Ritornando in ambito italiano, l’evoluzione nel complesso premiante delle vendite estero – che ha spinto l’attivo del saldo commerciale dei primi 6 mesi ad un consolidamento significativo (+10,7%) – nasconde in realtà un’ampia eterogeneità di performance aziendali, che vede la presenza – accanto ai brillanti risultati realizzati da molte griffe internazionali del lusso cui diverse aziende fanno da terzista (come dimostrano le crescite rilevanti dei flussi verso la Svizzera, tradizionale hub logistico-distributivo dei grandi brand, e verso la Francia) – di un numero non trascurabile di imprese che, in un contesto così complesso, ancora stentano ad invertire la rotta e ad intraprendere dinamiche favorevoli. Non mancano mercati in espansione (Nord America e Far East segnano aumenti a doppia cifra in valore), ma l’incremento risulta spesso accompagnato da contrazioni in volume (prossime al -4% per Usa e Canada; più contenute, -1,1%, per i Paesi dell’estremo Oriente, con il Giappone in affanno). 

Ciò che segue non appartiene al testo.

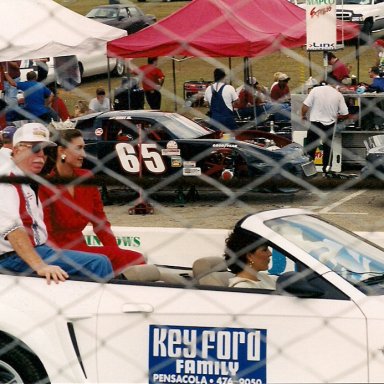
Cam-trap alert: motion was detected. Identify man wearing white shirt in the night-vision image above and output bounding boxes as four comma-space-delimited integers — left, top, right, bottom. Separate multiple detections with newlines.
0, 123, 113, 283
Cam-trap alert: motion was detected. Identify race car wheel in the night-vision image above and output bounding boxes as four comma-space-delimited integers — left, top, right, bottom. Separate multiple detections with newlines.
360, 19, 373, 44
112, 60, 125, 76
0, 340, 50, 384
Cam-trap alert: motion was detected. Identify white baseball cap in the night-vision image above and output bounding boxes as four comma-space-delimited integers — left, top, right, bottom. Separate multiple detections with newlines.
13, 123, 57, 147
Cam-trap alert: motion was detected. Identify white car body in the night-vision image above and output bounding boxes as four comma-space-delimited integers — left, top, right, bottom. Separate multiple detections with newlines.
289, 0, 384, 34
0, 209, 384, 384
20, 52, 125, 83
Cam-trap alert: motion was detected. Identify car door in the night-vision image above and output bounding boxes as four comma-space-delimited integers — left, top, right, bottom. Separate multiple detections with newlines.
97, 272, 368, 384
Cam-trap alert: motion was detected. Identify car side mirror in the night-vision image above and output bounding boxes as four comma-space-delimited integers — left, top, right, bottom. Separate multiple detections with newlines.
276, 272, 325, 298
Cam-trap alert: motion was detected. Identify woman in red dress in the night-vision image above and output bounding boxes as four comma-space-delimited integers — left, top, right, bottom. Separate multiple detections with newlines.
39, 129, 145, 275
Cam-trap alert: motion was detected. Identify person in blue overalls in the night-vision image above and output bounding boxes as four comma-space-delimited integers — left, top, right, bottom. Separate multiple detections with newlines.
204, 68, 238, 131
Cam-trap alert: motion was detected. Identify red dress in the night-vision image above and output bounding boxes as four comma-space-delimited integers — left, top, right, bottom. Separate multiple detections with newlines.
39, 169, 145, 274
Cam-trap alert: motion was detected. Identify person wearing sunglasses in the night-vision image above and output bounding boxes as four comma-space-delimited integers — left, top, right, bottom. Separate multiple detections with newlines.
39, 129, 145, 276
0, 123, 113, 284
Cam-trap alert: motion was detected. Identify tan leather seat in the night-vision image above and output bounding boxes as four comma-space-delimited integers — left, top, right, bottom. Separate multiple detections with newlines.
123, 264, 191, 285
192, 256, 233, 287
123, 264, 160, 281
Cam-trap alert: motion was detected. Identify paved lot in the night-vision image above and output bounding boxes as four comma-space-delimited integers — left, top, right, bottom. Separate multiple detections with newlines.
106, 184, 384, 231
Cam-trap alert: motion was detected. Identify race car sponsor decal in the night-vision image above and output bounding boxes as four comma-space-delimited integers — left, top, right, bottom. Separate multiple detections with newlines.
171, 156, 182, 168
149, 325, 267, 384
161, 148, 180, 156
167, 140, 178, 149
161, 140, 180, 156
212, 143, 237, 148
183, 167, 201, 176
115, 143, 165, 173
183, 161, 196, 168
84, 235, 141, 247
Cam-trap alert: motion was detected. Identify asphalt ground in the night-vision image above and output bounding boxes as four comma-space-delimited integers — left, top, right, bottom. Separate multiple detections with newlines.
105, 179, 384, 232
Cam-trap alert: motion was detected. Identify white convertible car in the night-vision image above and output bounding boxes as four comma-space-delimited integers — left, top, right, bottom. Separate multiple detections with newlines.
0, 209, 384, 384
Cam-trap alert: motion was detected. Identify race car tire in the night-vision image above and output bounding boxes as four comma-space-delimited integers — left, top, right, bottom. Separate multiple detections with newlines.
360, 19, 373, 45
0, 339, 50, 384
112, 60, 125, 77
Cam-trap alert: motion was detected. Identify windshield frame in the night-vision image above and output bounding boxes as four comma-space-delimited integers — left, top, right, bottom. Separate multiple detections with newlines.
264, 214, 384, 294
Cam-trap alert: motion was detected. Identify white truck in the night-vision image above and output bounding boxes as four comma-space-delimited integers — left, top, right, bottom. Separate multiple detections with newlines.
289, 0, 384, 36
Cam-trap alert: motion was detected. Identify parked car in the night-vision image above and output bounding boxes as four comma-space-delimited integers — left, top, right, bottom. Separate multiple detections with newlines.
20, 50, 125, 83
0, 209, 384, 384
73, 110, 316, 186
85, 4, 156, 34
289, 0, 384, 36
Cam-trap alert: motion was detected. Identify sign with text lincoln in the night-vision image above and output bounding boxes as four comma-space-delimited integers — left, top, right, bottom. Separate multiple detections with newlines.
306, 0, 337, 51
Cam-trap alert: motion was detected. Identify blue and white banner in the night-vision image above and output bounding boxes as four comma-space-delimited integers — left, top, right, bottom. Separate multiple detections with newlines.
306, 0, 337, 51
149, 325, 267, 384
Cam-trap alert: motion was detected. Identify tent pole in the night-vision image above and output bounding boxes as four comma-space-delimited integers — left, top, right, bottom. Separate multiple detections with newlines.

Nel dettaglio, la produzione nazionale è scesa del -2,3% in volume, dato che nelle aziende più piccole del campione intervistato (sotto i 15 milioni di fatturato) si attesta sul -4,5%, mentre sul piano dei consumi interni l’unico comparto in salute è quello delle scarpe sportive/sneakers (+0,8% quantità e +2,9% in valore), a fronte di un calo sensibile delle calzature ‘classiche’ per uomo e donna (rispettivamente del -9,5% e del -8,3% in volume). Per quanto riguarda i canali di vendita, continua l’incremento dell’online (+10,3% in volume e +17,3% in spesa), che ha coperto l’11% in quantità del totale acquisti del semestre, mentre sono in sofferenza il dettaglio tradizionale (-11% le paia vendute, con una diminuzione prossima al 16% in spesa) e l’ambulantato (flessioni attorno al -14%). Sul fronte occupazionale, prosegue il calo nel numero di aziende e nella forza lavoro del settore: il primo semestre 2019 ha chiuso con un saldo di -119 calzaturifici (tra industria e artigianato), pari al -2,6%, e -492 addetti (-0,7%) su dicembre 2018. Gli arretramenti si fanno ancor più pesanti considerando, oltre ai calzaturifici, i produttori di componentistica (-75 aziende e -493 addetti): nell’insieme, dunque, -194 imprese e -985 addetti rispetto a fine 2018. Infine, le ore di cassa integrazione autorizzate per le imprese della filiera pelle sono salite nei primi 6 mesi del +27,1%, sfiorando i 4 milioni di ore.